In the late 1960s and early ‘70s, Tate had three top 20 R&B hits, including “Get It While You Can,” written by his longtime producer Jerry Ragovoy and made more famous by Janis Joplin. Ragovoy, who died this year after a career producing artists including Dusty Springfield and Dionne Warwick, saw Tate as the artist who gave voice to the sounds he wanted to make.

At his early peak, Tate toured the chitlin circuit with Aretha Franklin as her version of “Respect” climbed the charts in 1967.

Legendary Philadelphia disc jockey Jerry Blavat called Tate “a major Philly star.”

“He truly was a street singer who captured the soul and feel of Philly back in the day,” Blavat said Tuesday.

But within a decade, Tate had walked away from his career, disillusioned that he wasn’t getting the royalties he thought he deserved. He took up a new career selling insurance in suburban Philadelphia.

“I got rid of my own records, and I didn’t listen to other people’s records because I didn’t want to flash back,” he told The Associated Press in a 2003 interview.

Then, he said, tragedy struck: A daughter died in a fire, and his marriage fell apart. He drank heavily, then became addicted to crack and other drugs and ended up homeless in Camden.

By the mid-1990s, he got clean and decided to become a minister. He eventually led a congregation in Willingboro.

Around that time, Tate’s 1967 album Get It While You Can, considered a classic by soul aficionados, was reissued on CD. On the liner notes, Ragovoy wrote that the singer was probably dead.

In 2001, a chance meeting at a grocery store between Tate and a former member of Harold Melvin’s Blue Notes tipped off the music world that he was alive.

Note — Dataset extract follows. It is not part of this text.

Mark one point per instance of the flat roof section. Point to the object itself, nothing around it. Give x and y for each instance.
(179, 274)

And in 2003, he returned to the recording studio – Ragovoy’s Atlanta studio – to make Rediscovered, which was nominated for a Grammy for best contemporary blues record the next year.

At the time, Ragovoy was amazed that his protege’s voice sounded the same as it had 30 years earlier – maybe better.

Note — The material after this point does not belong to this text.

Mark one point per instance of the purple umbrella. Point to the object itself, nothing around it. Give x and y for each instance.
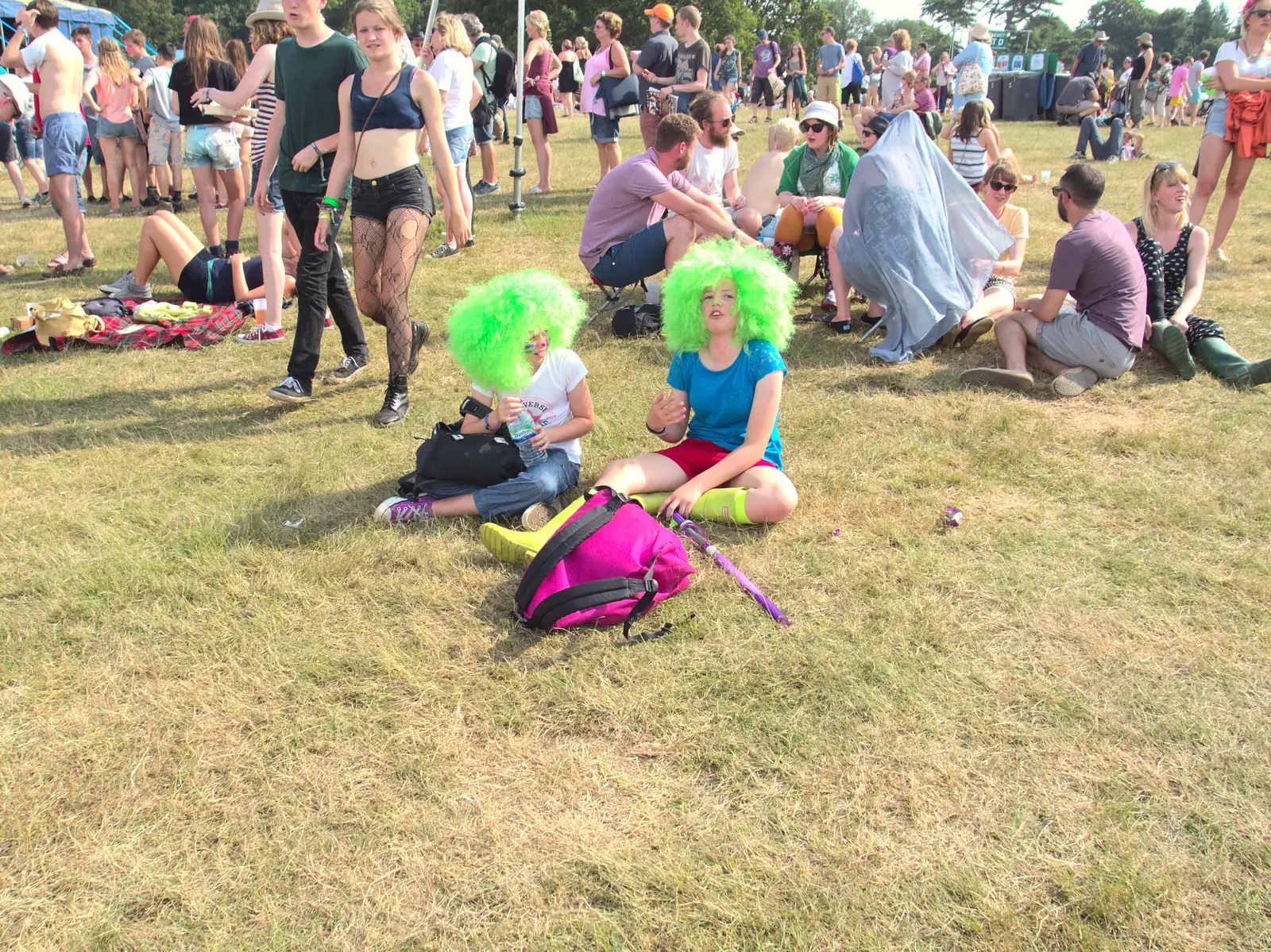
(698, 538)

Tate said he believed it was “a call from God” that brought him back to the music industry he had “hated and despised so bad.”

Over the next five years, he toured and released a live record and three more studio CDs.

For Blavat, it was gratifying to see someone whose career was cut short at first getting critical praise.

“They finally,” he said, “knew what I knew about this cat.”